Der Gutachter spricht sich für eine Nordtrasse aus, die vom UN-Campus über den Hindenburgplatz hoch aufs Uniklinik-Gelände führt. Sie verspreche die größten Wirkungen. Nach „zurückhaltenden Prognosen“, so Baum, könne man von 7000 Fahrgästen pro Tag ausgehen. Das käme einer Entlastung auf der Robert-Koch-Straße um 1710 Fahrzeuge gleich. Es könnten bei weiterer Überarbeitung des Mobilitätsmanagements durch das Uniklinikum beispielsweise durch höhere Parkgebühren oder Anreize durch E-Bikes 2000 Fahrgäste mehr werden. Die Südtrasse führt über Olof-Palme-Straße (Telekom) und die Rheinaue nahe der Südbrücke ebenfalls nach Ramersdorf. Mit 5500 Fahrgästen wäre bei dieser Lösung zu rechnen und mit einer Entlastung von 1150 Fahrzeugen zum Venusberg.

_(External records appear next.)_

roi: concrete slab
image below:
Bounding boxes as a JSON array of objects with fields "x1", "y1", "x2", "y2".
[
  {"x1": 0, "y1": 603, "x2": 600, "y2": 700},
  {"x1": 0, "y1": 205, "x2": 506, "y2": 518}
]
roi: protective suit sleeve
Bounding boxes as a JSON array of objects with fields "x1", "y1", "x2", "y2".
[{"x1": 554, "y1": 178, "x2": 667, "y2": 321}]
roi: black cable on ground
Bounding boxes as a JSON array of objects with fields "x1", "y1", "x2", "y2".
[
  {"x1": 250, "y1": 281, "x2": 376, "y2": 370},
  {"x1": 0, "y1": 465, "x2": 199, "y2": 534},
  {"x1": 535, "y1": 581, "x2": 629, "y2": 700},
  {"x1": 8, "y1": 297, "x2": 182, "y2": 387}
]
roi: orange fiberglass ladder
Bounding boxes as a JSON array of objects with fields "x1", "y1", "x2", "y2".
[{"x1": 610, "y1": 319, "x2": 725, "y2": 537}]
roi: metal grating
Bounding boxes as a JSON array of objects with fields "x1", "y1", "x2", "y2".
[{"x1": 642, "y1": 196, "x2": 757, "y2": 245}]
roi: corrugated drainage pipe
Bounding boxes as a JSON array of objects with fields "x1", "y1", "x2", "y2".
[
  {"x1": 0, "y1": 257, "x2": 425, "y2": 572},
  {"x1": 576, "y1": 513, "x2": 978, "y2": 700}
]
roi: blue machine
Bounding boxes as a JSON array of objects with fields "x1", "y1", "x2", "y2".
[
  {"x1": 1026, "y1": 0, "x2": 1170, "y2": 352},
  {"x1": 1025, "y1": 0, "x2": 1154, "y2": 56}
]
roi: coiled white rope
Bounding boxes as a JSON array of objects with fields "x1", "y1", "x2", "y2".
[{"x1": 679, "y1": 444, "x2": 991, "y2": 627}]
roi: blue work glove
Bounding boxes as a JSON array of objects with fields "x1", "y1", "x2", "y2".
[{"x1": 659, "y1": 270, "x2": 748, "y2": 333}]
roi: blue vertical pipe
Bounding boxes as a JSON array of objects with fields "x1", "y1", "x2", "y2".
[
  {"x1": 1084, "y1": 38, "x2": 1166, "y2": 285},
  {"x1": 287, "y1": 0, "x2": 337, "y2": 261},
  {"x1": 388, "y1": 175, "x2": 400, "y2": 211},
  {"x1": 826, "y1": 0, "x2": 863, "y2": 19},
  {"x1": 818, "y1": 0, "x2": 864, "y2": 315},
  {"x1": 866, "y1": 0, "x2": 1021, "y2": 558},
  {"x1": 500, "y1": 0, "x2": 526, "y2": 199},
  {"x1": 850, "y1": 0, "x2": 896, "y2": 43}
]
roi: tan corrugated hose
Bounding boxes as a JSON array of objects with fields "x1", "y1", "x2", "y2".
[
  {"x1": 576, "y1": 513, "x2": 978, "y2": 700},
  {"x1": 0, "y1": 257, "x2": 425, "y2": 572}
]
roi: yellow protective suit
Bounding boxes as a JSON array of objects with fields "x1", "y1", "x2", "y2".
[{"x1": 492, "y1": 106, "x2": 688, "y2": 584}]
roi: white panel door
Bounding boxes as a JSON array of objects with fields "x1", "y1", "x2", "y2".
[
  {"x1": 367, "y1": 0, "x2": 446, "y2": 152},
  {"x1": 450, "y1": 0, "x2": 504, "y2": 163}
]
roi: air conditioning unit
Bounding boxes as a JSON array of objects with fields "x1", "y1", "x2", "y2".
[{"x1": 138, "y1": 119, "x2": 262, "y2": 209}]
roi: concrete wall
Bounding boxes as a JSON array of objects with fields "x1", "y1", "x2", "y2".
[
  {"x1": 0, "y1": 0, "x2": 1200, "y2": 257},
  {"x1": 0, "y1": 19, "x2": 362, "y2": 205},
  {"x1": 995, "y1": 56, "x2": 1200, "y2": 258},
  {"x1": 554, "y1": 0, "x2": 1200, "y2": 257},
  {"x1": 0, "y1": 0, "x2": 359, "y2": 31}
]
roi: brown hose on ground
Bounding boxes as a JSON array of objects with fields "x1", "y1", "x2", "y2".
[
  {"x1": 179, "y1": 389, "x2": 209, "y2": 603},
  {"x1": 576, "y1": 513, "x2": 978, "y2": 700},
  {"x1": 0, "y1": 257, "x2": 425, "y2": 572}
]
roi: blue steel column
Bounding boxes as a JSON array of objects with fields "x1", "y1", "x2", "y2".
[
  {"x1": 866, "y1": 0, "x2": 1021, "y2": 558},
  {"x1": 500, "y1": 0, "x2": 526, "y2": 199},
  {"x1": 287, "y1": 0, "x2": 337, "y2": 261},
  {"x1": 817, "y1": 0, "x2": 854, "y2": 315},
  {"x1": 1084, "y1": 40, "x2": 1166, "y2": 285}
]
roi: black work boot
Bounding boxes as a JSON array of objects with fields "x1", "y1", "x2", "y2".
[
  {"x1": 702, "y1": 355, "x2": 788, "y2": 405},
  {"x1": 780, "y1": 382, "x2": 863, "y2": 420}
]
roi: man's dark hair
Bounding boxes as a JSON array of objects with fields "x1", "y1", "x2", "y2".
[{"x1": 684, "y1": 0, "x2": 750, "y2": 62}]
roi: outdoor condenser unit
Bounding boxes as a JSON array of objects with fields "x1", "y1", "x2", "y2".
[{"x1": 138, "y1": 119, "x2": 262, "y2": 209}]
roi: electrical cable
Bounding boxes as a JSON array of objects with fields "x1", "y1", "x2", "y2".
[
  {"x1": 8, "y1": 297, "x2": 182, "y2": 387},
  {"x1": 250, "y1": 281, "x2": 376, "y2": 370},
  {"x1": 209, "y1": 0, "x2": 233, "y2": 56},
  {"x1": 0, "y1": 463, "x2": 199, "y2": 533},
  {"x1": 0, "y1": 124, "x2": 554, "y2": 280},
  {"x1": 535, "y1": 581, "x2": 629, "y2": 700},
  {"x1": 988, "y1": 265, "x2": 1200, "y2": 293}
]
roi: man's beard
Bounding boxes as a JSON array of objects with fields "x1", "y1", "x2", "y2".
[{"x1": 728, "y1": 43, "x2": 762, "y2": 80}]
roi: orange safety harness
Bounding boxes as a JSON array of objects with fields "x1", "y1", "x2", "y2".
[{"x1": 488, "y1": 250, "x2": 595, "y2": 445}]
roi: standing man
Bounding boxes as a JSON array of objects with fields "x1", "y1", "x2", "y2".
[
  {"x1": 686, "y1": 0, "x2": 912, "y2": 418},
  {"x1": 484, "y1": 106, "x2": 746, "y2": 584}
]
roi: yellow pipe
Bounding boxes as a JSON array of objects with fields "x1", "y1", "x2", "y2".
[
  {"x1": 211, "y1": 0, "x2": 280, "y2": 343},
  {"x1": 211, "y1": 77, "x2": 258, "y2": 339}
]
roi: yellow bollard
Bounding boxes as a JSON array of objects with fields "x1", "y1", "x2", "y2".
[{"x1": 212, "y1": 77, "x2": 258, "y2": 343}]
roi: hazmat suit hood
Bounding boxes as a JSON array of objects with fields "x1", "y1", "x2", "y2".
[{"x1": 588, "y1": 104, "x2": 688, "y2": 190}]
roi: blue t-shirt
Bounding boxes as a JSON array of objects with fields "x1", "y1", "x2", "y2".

Die Machbarkeitsstudie fußt auf Verkehrsprognosen für das Jahr 2030, die von einem deutlichen Anstieg des Verkehrs auf dann 20 500 Fahrzeuge auf der Robert-Koch-Straße zwischen Im Wingert und Haager Weg ausgeht. Im Jahr 2013 verkehrten dort laut Planungsamt rund 12.500 Autos und Lkw. Wie Baum am Abend erläuterte, sei kein zusätzlicher Parkplatz am UN-Campus notwendig. Die 110 benötigten Stellplätze stünden in vorhandenen Parkhäusern zur Verfügung.

Die Kosten

Nur für die Nordtrasse hat Baum die Baukosten kalkuliert: Etwa 20 Millionen Euro wären das für den Abschnitt zwischen Venusberg und UN-Campus. Für den Fall, dass eine Anbindung über den Rhein nach Ramersdorf nahe der Telekom hinzukäme, kostet eine solche Verlängerung zusätzlich 22 Millionen Euro. Im Betrieb fallen bei dieser langen Variante nach Gegenrechnung von Ausgaben und Einnahmen unterm Strich 790.000 Euro Verlust pro Jahr an. Dass sie ein Minus produzieren würde, ist nicht überraschend. Sie soll in den öffentlichen Nahverkehr eingebunden werden, der fast immer zuschussbedürftig ist. Wenn das Land den volkswirtschaftlichen Nutzen bestätigt, könnte NRW den Bau mit bis zu 90 Prozent fördern, hieß es. Die übrigen zehn Prozent müsste die Stadt selbst zahlen. Der Betrieb könnte über die Stadtwerke erfolgen.

Die Technik

Bei der Auslastung reicht eine „1-S-Bahn“ für die Beförderung aus, die bis zu 12.000 Fahrgäste befördern könnte. „Eine kleine Lösung“, so Baum. Die Kabinen könnten zehn Fahrgäste befördern. Bei der Mitnahme von Rädern oder Mitfahrten von Rollstühlen fielen Plätze weg. Die Gondeln können im 30-Sekunden-Takt schweben und jeweils zehn Personen befördern. Je nach Stunde und Andrang können sie ausgehängt werden. Für die lange Strecke bräuchte man zwölf bis 15 Minuten. An den Haltepunkten seien nicht zwingend hohe Einstiegstürme erforderlich, erklärte der Gutachter. Am Hindenburgplatz soll er am Hang einen Meter über dem Boden erfolgen, so Baum. Am UN-Campus wäre der Einstieg über eine Brücke vom Bahnsteig direkt erreichbar.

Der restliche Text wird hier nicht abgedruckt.